A Warning From My Body to Me, With Love

I am experiencing chest discomfort. While I am working, I notice a pain that is sharp under my left breast and rib cage. The pain shoots upward to the middle of my chest. Sometimes, I have to stop what I am doing because I can't breathe for a couple of minutes. It lasts a few minutes and disappears. While I take notice to this, I assume it's just pressure in life. I have no reason to suspect coronary artery disease.

Stressors in my life

First, I am leaving a chef job to take a less stressful job. Second, I am going to be switching insurance from commercial to state Medicaid. Third, my oldest has just married and is planning a picnic to tell the family under the guise that he wants everyone to meet his girl. The final straw is a message from someone from my past that I didn't wish or think would contact me again. Life is stressful.

Catering orders are high at the restaurant today. 65 orders for the day. As the day is going on, I feel a sharp pain a few times and I have to stop and sit down in the managers chair in the office. This is becoming an issue.

As soon as I go home, I contact the doctor again and am being told to press on my chest where the pain is. If the pain stays, I am to go the ER this is most likely my heart. As I do, the pain stays, I am going to go to Highland Park Hospital in Highland Park, Illinois. The ER is attentive and am received in a timely manner. I am going to need an EKG, x-ray, and bloodwork. A cardiologist comes to speak to me stating he feels I need further testing due to my family history. Doctor says I am being admitted. All of my tests are coming back normal. Dr. Silver is surprised.

Waiting for testing

An angiogram is scheduled for the afternoon. Now I am laying here thinking about how this has come so far. I wait for four hours pondering my situation. This is emotional and stressful alone. My discomfort is still here but I am eased a little knowing I am in the best place I can be if there is a problem. My faith in the staff is pretty good.
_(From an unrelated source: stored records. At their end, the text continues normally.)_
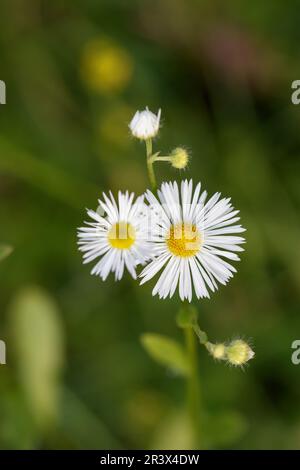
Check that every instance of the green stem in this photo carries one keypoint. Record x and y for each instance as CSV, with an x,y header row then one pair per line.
x,y
193,392
158,158
151,173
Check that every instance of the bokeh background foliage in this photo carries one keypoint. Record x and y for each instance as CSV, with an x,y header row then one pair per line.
x,y
77,375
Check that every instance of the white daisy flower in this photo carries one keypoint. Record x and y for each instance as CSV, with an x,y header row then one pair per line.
x,y
145,124
193,238
117,235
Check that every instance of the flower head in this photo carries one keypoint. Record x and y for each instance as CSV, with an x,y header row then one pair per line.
x,y
145,124
118,236
193,238
105,67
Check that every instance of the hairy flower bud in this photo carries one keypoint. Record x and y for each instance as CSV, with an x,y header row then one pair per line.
x,y
239,352
218,351
145,124
180,158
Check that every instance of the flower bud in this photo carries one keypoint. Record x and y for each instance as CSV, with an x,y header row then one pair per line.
x,y
145,124
218,351
239,352
180,158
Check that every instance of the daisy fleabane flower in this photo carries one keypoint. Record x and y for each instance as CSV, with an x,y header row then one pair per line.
x,y
117,235
193,236
145,124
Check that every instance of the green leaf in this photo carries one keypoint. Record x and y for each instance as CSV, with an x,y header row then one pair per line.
x,y
166,351
5,250
38,339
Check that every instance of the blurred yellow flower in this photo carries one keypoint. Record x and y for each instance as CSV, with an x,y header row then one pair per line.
x,y
105,67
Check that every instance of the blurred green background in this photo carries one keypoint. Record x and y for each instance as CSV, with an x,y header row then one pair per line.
x,y
77,375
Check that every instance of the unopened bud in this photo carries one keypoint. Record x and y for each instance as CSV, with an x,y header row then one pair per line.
x,y
180,158
239,352
218,351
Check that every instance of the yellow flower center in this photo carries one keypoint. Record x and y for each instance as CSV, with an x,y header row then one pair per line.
x,y
184,240
121,235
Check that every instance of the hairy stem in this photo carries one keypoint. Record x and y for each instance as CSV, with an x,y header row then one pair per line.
x,y
193,392
150,168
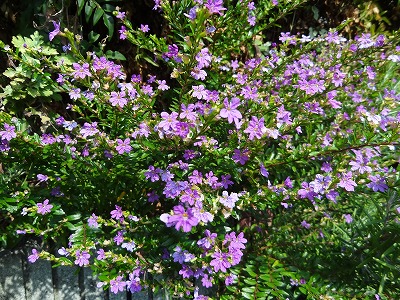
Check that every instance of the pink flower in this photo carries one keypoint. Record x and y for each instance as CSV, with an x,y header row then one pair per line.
x,y
44,208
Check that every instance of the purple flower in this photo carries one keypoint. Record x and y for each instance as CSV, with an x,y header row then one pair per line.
x,y
212,180
220,261
180,219
81,71
44,208
169,121
100,254
215,6
62,251
263,170
199,92
89,129
283,117
42,177
56,30
162,85
117,213
196,177
228,200
201,214
255,128
82,258
34,256
8,133
305,224
129,246
117,285
348,218
208,241
240,157
377,183
119,238
203,58
123,33
118,98
230,112
230,279
236,242
144,28
123,146
92,221
186,272
225,181
153,174
347,182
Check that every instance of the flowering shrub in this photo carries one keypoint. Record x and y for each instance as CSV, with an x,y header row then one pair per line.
x,y
237,169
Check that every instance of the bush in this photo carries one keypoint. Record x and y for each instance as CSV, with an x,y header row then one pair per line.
x,y
258,170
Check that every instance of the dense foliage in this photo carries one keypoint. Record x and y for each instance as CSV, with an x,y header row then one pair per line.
x,y
253,169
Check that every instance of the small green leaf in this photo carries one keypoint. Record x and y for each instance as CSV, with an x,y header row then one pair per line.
x,y
88,11
97,15
93,36
81,3
115,55
109,22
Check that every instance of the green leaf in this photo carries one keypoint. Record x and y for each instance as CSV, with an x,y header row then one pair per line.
x,y
149,60
97,15
115,55
81,3
108,8
88,11
93,36
109,22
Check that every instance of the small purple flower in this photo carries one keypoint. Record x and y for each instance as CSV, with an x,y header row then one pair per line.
x,y
220,261
203,58
129,246
44,208
62,251
82,258
55,32
117,285
144,28
256,128
377,183
180,219
215,6
348,218
117,213
8,133
92,221
123,33
169,121
42,178
228,200
123,146
101,254
305,224
347,182
118,98
81,71
240,157
34,256
230,112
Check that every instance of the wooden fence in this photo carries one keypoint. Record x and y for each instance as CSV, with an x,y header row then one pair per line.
x,y
22,280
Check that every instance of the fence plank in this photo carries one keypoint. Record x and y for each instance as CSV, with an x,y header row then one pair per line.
x,y
39,283
12,285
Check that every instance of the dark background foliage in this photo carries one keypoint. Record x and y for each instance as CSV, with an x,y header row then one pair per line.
x,y
23,17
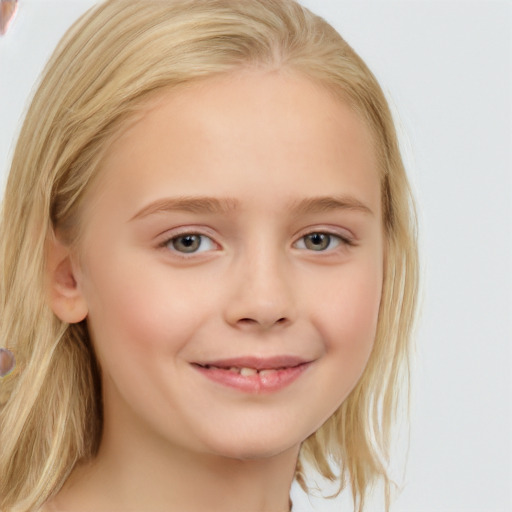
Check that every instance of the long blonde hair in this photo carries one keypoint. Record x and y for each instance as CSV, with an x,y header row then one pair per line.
x,y
106,67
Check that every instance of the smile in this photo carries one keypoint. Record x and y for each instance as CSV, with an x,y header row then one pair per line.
x,y
254,375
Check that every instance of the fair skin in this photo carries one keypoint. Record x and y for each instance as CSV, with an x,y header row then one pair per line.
x,y
238,222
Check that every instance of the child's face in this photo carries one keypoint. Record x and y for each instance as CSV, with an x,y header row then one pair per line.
x,y
237,224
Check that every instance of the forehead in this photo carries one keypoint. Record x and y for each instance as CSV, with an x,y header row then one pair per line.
x,y
239,130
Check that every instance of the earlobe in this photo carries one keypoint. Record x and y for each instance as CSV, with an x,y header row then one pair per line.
x,y
64,294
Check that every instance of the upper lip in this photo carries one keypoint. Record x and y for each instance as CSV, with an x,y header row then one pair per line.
x,y
258,363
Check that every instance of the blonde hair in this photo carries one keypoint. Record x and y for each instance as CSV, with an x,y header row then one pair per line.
x,y
105,69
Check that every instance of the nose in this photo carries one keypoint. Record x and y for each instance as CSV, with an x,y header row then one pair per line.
x,y
261,295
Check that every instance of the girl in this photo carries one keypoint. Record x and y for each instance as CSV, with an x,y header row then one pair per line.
x,y
209,265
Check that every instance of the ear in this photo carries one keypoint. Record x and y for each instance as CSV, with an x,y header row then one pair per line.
x,y
64,293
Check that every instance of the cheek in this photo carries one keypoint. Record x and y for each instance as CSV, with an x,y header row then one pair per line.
x,y
348,314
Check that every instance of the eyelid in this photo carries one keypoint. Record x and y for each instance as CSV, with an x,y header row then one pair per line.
x,y
346,237
168,236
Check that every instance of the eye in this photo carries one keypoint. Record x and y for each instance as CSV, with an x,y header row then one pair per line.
x,y
190,243
319,241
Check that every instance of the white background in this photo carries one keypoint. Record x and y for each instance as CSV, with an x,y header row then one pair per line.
x,y
446,68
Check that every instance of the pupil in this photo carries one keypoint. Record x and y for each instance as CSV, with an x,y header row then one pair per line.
x,y
317,241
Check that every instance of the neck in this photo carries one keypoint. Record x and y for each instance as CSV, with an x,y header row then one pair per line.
x,y
150,475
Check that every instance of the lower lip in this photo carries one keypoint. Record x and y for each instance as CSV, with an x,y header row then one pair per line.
x,y
269,383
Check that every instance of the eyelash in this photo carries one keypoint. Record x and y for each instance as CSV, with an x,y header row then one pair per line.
x,y
340,241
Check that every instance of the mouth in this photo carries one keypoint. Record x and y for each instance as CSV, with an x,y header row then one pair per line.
x,y
254,375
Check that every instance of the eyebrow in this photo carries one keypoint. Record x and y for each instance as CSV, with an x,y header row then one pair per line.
x,y
327,203
192,204
213,205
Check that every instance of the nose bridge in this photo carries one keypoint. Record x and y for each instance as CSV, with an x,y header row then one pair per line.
x,y
262,292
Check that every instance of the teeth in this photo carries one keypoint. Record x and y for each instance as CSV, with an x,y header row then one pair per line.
x,y
247,372
267,372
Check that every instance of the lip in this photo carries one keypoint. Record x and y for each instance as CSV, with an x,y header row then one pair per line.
x,y
277,372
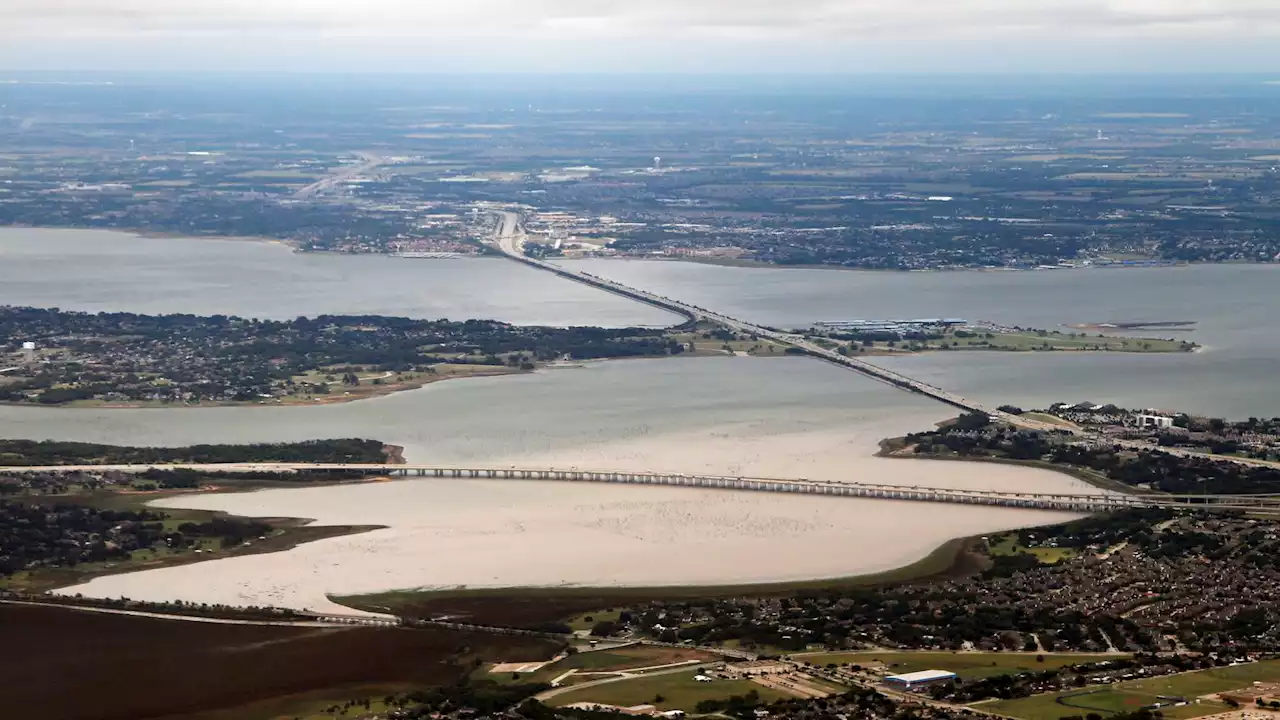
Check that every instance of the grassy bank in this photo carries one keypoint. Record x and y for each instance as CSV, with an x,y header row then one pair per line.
x,y
530,607
1128,697
286,533
967,665
199,670
897,449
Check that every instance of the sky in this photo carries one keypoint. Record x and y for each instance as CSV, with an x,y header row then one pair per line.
x,y
638,36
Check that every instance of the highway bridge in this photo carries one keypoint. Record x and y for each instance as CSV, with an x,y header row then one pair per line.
x,y
510,241
1070,502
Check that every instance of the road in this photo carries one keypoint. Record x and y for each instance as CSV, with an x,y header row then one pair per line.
x,y
182,618
510,240
368,163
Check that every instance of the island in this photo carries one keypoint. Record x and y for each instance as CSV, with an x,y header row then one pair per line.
x,y
56,358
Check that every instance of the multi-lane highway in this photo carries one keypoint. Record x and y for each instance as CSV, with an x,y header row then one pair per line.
x,y
510,240
1069,502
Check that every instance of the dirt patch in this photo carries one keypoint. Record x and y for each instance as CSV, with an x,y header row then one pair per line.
x,y
127,668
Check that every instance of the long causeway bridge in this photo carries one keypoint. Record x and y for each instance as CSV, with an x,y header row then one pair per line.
x,y
1074,502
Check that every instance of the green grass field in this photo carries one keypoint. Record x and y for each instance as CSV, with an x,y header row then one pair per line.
x,y
677,689
1008,545
968,665
1124,697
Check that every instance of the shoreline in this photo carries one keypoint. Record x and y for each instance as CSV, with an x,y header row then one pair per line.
x,y
292,533
718,261
760,264
954,559
888,451
385,391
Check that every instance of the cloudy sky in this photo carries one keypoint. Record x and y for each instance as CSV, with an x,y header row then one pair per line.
x,y
643,35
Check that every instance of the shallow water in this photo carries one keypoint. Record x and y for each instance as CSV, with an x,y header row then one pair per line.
x,y
512,533
1235,310
734,415
100,270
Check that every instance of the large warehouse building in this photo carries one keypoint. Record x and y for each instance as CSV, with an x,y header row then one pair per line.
x,y
923,678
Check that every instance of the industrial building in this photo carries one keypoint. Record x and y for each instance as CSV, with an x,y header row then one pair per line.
x,y
909,680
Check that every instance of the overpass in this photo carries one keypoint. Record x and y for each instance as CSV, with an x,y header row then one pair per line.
x,y
510,241
1069,502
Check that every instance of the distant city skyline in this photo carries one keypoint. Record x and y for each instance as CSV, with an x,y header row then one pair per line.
x,y
682,36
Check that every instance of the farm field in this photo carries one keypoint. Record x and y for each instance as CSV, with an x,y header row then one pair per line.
x,y
612,660
186,670
1125,697
677,689
968,665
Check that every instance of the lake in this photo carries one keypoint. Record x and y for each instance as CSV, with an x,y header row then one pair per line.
x,y
1235,310
782,417
99,270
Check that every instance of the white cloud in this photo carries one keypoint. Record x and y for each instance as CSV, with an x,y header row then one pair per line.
x,y
547,18
531,33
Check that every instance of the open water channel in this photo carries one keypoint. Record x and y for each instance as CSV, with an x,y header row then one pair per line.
x,y
762,417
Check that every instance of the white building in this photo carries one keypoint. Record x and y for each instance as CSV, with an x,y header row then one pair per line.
x,y
1157,422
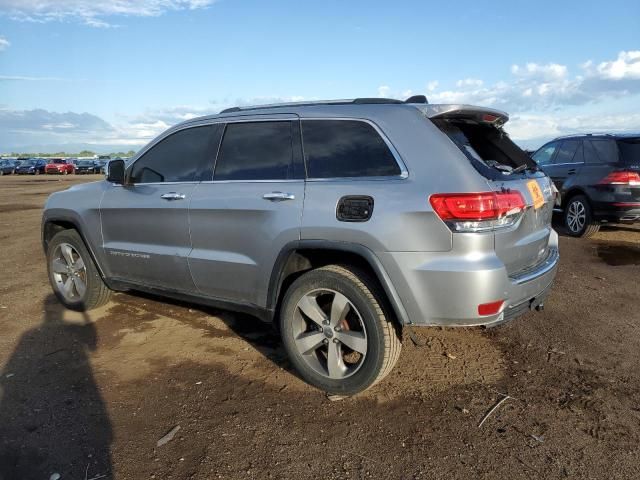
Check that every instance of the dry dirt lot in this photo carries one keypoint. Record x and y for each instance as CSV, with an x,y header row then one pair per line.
x,y
87,396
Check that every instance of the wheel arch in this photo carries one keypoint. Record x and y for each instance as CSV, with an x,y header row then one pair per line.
x,y
51,225
572,192
303,255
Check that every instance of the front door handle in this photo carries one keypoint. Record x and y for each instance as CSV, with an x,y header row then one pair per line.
x,y
278,196
173,196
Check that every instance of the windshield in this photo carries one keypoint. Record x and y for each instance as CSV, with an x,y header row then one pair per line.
x,y
630,150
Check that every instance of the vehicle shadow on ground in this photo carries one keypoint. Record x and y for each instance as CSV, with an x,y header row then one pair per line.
x,y
558,226
52,416
262,336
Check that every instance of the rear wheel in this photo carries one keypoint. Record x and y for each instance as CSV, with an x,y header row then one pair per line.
x,y
578,218
336,332
73,275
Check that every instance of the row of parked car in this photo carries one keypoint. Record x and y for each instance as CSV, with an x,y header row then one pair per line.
x,y
598,179
63,166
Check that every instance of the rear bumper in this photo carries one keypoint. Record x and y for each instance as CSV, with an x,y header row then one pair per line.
x,y
446,290
620,212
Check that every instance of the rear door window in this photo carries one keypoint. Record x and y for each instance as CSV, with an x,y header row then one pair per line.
x,y
346,148
256,151
567,152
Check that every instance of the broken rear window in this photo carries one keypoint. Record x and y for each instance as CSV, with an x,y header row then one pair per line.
x,y
488,148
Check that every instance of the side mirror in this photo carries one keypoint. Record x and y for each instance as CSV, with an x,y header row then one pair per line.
x,y
115,172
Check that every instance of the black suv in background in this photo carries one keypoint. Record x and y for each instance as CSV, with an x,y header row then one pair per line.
x,y
598,177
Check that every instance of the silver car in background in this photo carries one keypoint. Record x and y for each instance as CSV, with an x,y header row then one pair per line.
x,y
339,221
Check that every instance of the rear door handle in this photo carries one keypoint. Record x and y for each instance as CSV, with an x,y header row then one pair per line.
x,y
173,196
278,196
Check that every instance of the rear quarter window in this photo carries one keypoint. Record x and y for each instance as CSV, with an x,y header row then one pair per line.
x,y
606,150
346,148
630,151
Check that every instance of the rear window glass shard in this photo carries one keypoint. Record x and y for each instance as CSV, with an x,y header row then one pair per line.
x,y
489,148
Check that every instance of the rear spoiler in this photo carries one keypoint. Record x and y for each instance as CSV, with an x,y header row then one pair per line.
x,y
478,114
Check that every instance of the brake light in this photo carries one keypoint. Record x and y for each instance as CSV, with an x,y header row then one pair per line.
x,y
474,212
624,177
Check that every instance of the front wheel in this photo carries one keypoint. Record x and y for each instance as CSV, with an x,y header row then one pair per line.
x,y
578,218
73,275
336,332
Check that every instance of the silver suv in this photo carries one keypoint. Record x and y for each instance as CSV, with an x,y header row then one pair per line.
x,y
339,221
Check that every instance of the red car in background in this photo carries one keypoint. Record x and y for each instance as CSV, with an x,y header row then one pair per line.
x,y
60,165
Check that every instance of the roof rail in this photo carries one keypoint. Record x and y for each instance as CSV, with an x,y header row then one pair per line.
x,y
586,135
355,101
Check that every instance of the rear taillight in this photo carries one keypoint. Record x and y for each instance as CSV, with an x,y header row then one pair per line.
x,y
624,177
478,212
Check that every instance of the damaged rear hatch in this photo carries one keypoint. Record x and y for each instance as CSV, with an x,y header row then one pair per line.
x,y
478,133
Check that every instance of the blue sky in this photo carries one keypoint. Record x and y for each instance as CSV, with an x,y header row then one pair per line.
x,y
117,72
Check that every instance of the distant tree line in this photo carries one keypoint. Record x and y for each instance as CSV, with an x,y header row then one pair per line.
x,y
83,153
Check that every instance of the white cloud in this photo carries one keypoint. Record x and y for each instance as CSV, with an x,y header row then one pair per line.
x,y
534,129
469,82
549,71
626,66
537,94
92,12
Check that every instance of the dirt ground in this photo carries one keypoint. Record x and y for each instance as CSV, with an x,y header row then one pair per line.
x,y
88,396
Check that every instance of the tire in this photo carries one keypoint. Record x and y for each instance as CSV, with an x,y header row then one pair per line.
x,y
95,293
578,219
371,332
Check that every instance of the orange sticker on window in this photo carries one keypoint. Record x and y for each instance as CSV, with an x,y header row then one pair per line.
x,y
536,193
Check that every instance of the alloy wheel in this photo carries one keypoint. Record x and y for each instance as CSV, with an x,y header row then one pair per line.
x,y
329,334
576,216
69,272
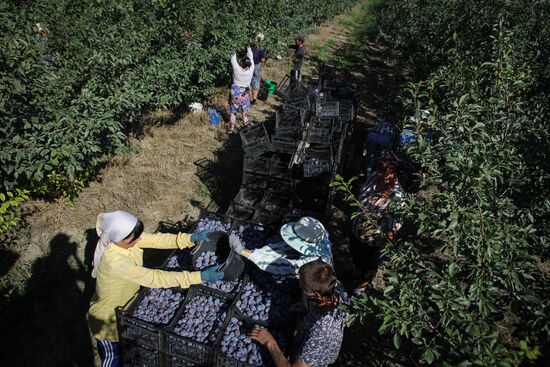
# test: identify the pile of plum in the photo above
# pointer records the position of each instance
(266, 302)
(203, 317)
(235, 343)
(159, 306)
(252, 237)
(180, 260)
(212, 225)
(209, 258)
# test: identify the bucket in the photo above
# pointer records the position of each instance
(263, 94)
(232, 264)
(215, 116)
(272, 87)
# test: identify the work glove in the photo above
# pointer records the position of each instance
(212, 274)
(199, 236)
(236, 244)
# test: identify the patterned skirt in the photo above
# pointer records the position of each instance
(239, 100)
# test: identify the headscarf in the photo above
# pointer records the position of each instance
(111, 227)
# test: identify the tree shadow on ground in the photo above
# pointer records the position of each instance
(46, 325)
(221, 176)
(376, 70)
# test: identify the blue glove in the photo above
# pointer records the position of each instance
(212, 274)
(199, 236)
(236, 243)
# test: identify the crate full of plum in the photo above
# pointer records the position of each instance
(151, 312)
(198, 324)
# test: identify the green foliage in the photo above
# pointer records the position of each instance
(9, 201)
(462, 287)
(68, 101)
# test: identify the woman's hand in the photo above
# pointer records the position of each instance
(199, 236)
(262, 336)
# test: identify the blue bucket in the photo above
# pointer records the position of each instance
(215, 116)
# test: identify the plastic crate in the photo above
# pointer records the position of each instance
(283, 145)
(252, 235)
(347, 111)
(312, 194)
(224, 222)
(252, 179)
(322, 122)
(280, 166)
(320, 135)
(239, 212)
(179, 260)
(267, 218)
(187, 348)
(290, 134)
(255, 140)
(135, 330)
(317, 160)
(135, 354)
(327, 72)
(257, 164)
(286, 118)
(331, 109)
(275, 201)
(249, 196)
(178, 361)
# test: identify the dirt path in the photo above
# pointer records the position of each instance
(182, 165)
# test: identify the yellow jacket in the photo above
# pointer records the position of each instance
(120, 274)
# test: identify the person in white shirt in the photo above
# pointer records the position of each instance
(239, 99)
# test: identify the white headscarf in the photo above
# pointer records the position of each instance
(111, 227)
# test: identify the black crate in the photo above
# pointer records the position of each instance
(312, 193)
(257, 164)
(322, 122)
(327, 72)
(279, 167)
(255, 140)
(179, 260)
(207, 216)
(289, 117)
(135, 354)
(283, 145)
(330, 109)
(252, 134)
(187, 348)
(290, 134)
(267, 218)
(239, 212)
(320, 135)
(252, 235)
(251, 179)
(178, 361)
(222, 359)
(249, 196)
(275, 202)
(132, 329)
(317, 160)
(347, 111)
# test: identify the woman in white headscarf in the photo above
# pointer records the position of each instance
(118, 268)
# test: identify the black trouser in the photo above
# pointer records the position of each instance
(294, 77)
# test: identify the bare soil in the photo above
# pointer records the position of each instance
(182, 165)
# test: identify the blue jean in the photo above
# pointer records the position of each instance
(109, 352)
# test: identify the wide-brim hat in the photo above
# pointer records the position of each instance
(307, 236)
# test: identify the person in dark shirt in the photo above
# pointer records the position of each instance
(299, 54)
(259, 61)
(319, 338)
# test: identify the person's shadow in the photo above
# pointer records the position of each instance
(47, 324)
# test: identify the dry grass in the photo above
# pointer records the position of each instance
(159, 183)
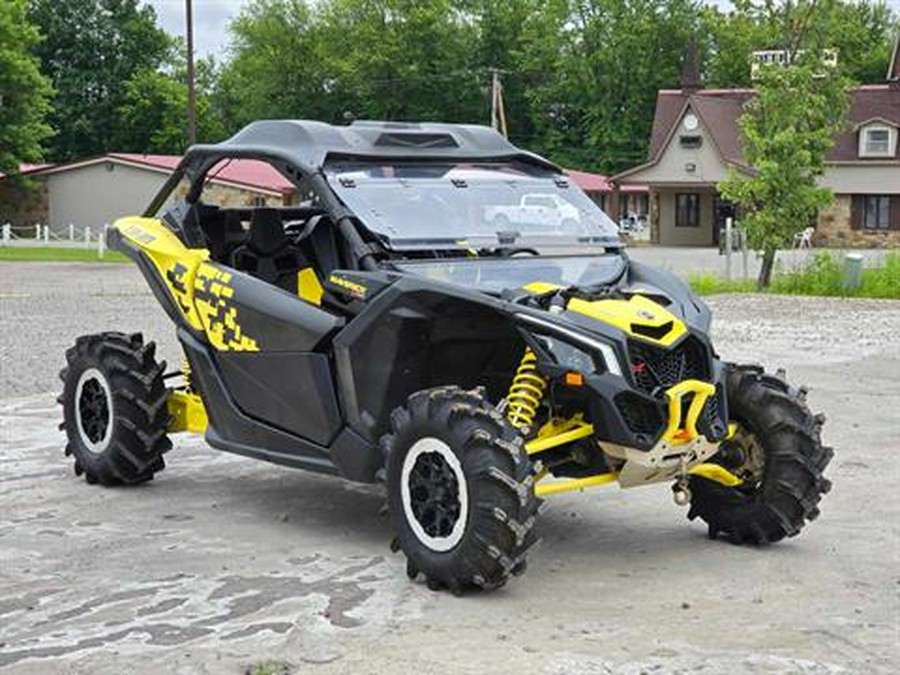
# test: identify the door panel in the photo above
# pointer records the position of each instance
(293, 391)
(242, 313)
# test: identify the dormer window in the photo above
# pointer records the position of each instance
(877, 140)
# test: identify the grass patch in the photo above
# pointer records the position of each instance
(269, 667)
(823, 276)
(57, 254)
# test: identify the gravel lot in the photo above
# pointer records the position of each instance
(223, 562)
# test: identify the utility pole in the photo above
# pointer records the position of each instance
(192, 96)
(498, 113)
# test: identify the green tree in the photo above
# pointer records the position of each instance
(787, 129)
(151, 117)
(24, 92)
(595, 69)
(389, 59)
(861, 32)
(91, 50)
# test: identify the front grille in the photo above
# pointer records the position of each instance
(640, 416)
(653, 368)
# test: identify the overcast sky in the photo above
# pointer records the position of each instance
(211, 19)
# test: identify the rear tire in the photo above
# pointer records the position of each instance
(775, 423)
(460, 490)
(114, 409)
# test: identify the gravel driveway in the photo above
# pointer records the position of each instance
(222, 562)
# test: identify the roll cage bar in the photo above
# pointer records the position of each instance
(195, 167)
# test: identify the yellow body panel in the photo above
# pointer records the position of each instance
(624, 314)
(212, 294)
(716, 473)
(308, 286)
(201, 290)
(675, 434)
(187, 412)
(175, 262)
(636, 311)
The surgeon that is doing my procedure is wonderful. Dr. Qamar made me feel at peace, calm and secure. We talk during the procedure. He tried to go through my right wrist to view my heart but it is unsuccessful. He apologizes and tells me that he has to go through my groin. I wake a few minutes later to pressure and pain in my right thigh. Dr. Qamar tells me that it is as bad as it can be. I had a 90% occluded artery in the middle of my heart. Luckily, I do not have heart damage. I am learning  that it was LAD or Left Atrial Descending Coronary Artery Disease. I am now a patient of Coronary-Artery Disease, or CAD.

Saying Thank You to Dr. Qamar and his team doesn’t seem like enough, but it is all I have to give. Back in my room, I lay in stillness for 6 hours waiting for myself to heal. Once arteries clot, I am able to get up and go to the bathroom. This is when I realized how long I had been distressed. My skin looks so different. My skin has color instead of being so extremely white.

Starting over feeling differently

Breathing is almost scary. My nurse is explaining to take a deep breath freely and that’s when I realize I have been breathing half of what I should have been for 3 weeks or more. What's more was realizing my swelling is going down, my pain is completely gone. The pressure and ache in my chest is gone. Everything I thought was normal had been not. The doctor states this is why it's often a silent killer until the final heart attack or widow maker. You slowly decline and then there is crisis. My thoughts were of surprise learning my body was lying to me that I was okay, when I clearly was not!

Even my biggest wild imagined thoughts did not make me think I was in this kind of cardiac emergency. Coming to the realization that I have had a close to death experience is shocking. My health has come close twice before, but is the worst. Knowing I am putting myself in danger by pushing it off is hard. My children, family, and others have been definitely voicing their concern. You don't know how happy I am to have made the choice to go to the ER.

Dr. Qamar states that my issue is hereditary combined with comorbidities. I am a type 2 diabetic, and of course psoriasis and psoriatic arthritis patient. We also discuss the fact that I have experienced COVID as well. My chance to survive covid was 45% and I was given the monocolloidal antibodies. Hold your love ones a little a closer today and remember to listen to your body.

Below is a copy of a letter that I felt like my body was sending to me.

Love Note
Dear Melissa,
It's me, your body. We need to talk. You know that pressure in your chest. You should slow down. Hey, mentally your kind of stressing out. We should try to do some meditation. I know you have been trying but it could be better. Well, you are not really listening and things are getting worse. Didn't you realize you can't recall words? Don't you think it's sort of odd that you are playing charades to tell people things? We don’t have enough oxygen! MELISSA you are not listening! Okay you leave me one last choice... DO YOU FEEL THIS SHARP PAIN in your chest? That's me your body trying to tell you we can't do this... THIS IS ME YOUR BODY PLEASE LISTEN BEFORE IT'S TOO LATE.